Judge holds off disclosure in credit card heist

Ruling means Visa and MasterCard don't have to notify customers affected by a high-profile data breach--at least for now.

SAN FRANCISCO--Visa and MasterCard won't have to inform customers that their personal details were exposed in a high-profile data security breach--at least for now, a judge ruled Friday.

San Francisco Superior Court Judge Richard Kramer denied a request for a preliminary injunction that would require the credit card companies to tell individual California credit card holders that their accounts are at risk of fraud after a widely publicized digital break-in at CardSystems Solutions . Payment processor CardSystems and Merrick Bank are also defendants in the case.

"I don't see the emergency," Kramer said. "There is no basis for involving the injunctive power of this court against a litany of defendants, some of whom might or might not be involved."

The case, filed in June on behalf of California credit card holders and card-accepting merchants, seeks to test a state law that requires consumer notification after personal information stored on computers is lost, stolen or breached. The plaintiffs had sought a preliminary injunction to force consumer notification in the CardSystems case.

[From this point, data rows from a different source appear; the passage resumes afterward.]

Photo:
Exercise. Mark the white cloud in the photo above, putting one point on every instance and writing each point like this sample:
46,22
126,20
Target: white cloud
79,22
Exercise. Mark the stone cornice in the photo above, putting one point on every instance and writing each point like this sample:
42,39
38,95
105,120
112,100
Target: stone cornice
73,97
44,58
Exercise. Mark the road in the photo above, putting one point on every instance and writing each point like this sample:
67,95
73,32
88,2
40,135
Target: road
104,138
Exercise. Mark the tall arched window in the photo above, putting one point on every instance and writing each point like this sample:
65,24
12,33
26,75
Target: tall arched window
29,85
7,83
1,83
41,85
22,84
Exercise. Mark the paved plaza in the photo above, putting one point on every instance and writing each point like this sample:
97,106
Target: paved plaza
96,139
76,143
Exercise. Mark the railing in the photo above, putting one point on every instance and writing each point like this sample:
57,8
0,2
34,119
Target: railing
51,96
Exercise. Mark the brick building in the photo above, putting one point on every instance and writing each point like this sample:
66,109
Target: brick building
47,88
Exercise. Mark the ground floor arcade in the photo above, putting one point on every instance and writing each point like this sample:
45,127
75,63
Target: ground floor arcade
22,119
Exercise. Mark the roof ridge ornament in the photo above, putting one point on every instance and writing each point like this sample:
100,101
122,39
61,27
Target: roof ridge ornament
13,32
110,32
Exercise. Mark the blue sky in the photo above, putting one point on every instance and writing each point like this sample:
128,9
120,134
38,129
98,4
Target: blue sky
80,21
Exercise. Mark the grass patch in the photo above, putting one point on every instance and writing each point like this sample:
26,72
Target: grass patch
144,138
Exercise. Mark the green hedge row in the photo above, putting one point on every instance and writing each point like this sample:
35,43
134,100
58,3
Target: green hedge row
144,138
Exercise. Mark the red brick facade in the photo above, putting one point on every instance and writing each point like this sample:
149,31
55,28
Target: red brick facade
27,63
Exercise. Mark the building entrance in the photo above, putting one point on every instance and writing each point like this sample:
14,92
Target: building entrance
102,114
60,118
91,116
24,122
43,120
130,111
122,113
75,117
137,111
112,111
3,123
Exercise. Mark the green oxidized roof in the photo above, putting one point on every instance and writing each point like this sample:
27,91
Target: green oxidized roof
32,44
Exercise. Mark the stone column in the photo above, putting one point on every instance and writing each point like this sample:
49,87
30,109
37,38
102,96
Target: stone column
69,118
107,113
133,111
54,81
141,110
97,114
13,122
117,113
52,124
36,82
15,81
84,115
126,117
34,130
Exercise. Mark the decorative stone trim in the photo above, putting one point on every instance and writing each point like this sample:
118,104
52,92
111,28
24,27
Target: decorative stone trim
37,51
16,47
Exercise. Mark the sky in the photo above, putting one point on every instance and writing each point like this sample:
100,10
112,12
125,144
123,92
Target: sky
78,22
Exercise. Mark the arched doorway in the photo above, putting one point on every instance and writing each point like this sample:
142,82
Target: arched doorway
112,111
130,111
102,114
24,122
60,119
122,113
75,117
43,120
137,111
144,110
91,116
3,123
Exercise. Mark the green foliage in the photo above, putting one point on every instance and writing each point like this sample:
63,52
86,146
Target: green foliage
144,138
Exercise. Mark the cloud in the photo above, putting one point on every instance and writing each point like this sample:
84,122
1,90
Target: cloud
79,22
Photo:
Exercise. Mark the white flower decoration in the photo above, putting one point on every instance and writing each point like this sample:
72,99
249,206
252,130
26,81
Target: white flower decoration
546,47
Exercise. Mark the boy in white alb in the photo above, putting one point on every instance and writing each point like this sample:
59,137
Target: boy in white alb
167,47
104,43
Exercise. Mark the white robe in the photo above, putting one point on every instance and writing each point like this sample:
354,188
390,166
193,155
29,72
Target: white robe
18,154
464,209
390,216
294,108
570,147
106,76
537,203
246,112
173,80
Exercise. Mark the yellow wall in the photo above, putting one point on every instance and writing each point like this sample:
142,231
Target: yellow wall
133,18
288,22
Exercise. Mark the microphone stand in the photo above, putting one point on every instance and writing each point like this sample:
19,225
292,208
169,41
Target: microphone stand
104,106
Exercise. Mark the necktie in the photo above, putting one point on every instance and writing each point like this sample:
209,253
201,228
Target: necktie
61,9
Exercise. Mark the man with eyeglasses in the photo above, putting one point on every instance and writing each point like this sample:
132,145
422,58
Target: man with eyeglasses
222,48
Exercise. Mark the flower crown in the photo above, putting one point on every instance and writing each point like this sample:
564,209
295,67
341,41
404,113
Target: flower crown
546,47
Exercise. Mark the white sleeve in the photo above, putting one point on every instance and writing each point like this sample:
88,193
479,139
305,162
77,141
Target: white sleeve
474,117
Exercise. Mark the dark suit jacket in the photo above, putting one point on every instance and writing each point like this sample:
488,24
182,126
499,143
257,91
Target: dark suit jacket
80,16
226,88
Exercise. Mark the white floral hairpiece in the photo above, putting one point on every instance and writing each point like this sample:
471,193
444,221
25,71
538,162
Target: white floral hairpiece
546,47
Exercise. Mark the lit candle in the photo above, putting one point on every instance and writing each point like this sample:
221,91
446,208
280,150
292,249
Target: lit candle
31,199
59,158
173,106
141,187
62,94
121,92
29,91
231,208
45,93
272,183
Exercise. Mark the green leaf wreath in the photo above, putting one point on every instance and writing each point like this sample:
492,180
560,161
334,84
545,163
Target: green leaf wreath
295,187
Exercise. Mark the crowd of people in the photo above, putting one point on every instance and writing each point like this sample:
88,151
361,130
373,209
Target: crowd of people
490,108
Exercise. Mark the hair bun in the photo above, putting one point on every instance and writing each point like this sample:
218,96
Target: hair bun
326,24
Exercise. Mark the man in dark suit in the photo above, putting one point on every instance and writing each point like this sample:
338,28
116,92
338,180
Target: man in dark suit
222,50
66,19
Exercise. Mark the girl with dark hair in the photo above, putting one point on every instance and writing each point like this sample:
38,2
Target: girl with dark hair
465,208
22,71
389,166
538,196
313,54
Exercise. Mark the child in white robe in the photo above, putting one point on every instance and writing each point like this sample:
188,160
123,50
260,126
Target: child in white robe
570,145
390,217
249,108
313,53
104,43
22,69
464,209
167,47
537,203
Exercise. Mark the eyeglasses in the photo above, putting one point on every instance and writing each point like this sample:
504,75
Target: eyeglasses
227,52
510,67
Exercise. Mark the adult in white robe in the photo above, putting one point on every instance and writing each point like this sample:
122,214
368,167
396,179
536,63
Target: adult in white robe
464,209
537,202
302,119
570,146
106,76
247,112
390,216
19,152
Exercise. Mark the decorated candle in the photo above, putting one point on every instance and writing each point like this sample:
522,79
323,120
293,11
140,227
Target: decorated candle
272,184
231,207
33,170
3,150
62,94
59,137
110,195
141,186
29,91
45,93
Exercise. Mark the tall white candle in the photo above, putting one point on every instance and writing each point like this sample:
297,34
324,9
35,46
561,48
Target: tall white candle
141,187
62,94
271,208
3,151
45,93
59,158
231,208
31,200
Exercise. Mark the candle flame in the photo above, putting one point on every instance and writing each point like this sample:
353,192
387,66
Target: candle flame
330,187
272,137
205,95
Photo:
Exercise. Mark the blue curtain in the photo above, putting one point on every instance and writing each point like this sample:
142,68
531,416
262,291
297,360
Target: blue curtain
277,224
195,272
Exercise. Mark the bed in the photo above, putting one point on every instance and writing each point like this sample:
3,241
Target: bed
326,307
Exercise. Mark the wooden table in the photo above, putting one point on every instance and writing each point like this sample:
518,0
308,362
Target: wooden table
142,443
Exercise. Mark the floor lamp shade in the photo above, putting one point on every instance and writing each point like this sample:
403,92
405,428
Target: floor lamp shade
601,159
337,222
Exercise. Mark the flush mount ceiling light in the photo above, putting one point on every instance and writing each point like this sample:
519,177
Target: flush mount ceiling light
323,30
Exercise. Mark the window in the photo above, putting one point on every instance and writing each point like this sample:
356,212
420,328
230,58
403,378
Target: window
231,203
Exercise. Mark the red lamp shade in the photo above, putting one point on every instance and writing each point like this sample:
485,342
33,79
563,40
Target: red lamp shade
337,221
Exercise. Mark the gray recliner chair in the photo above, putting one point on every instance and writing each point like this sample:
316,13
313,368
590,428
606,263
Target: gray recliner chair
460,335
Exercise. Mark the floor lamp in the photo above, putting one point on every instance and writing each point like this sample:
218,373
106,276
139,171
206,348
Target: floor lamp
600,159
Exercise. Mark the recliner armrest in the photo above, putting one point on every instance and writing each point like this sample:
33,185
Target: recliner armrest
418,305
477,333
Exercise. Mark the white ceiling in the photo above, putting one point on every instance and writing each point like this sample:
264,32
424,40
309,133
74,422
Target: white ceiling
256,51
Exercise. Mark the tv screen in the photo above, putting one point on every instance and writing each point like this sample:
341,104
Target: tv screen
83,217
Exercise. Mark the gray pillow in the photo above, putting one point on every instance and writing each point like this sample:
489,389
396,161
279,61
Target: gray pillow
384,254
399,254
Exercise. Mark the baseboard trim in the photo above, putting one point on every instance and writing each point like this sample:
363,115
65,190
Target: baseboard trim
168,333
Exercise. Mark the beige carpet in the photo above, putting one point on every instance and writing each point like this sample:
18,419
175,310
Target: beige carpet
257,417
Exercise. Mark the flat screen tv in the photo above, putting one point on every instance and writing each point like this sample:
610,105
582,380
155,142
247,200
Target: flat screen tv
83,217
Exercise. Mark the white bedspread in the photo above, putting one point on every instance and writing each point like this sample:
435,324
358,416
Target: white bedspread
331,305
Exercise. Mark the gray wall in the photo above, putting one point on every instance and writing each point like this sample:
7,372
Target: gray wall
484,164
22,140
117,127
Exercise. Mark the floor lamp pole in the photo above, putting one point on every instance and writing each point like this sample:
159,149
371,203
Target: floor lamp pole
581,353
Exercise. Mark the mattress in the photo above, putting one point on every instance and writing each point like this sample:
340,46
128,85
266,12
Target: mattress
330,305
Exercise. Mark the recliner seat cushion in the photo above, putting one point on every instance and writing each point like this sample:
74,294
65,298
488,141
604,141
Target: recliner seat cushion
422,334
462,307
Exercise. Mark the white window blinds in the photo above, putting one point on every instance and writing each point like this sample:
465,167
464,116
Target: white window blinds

The security breach at CardSystems was disclosed publicly on June 17 by MasterCard. In the break-in, intruders got access to details on about 40 million credit cards. Records covering about 200,000 cards are thought to have been transferred out of CardSystems' network. Visa and MasterCard maintain that notification responsibility falls with the banks that issue credit cards and that have direct relationships with the affected customers.

Kramer denied the request for a preliminary injunction without prejudice, indicating that the notification issue is at the heart of the case and is too complex for that. "The scope of what might be adequate notice is what this case is--basically, what this whole lawsuit is about--and needs to be addressed in a more organized way," he said.

After hearing further arguments on Friday afternoon, Kramer stuck to his earlier tentative ruling against the preliminary injunction. "There is no showing of an immediate threat," he said.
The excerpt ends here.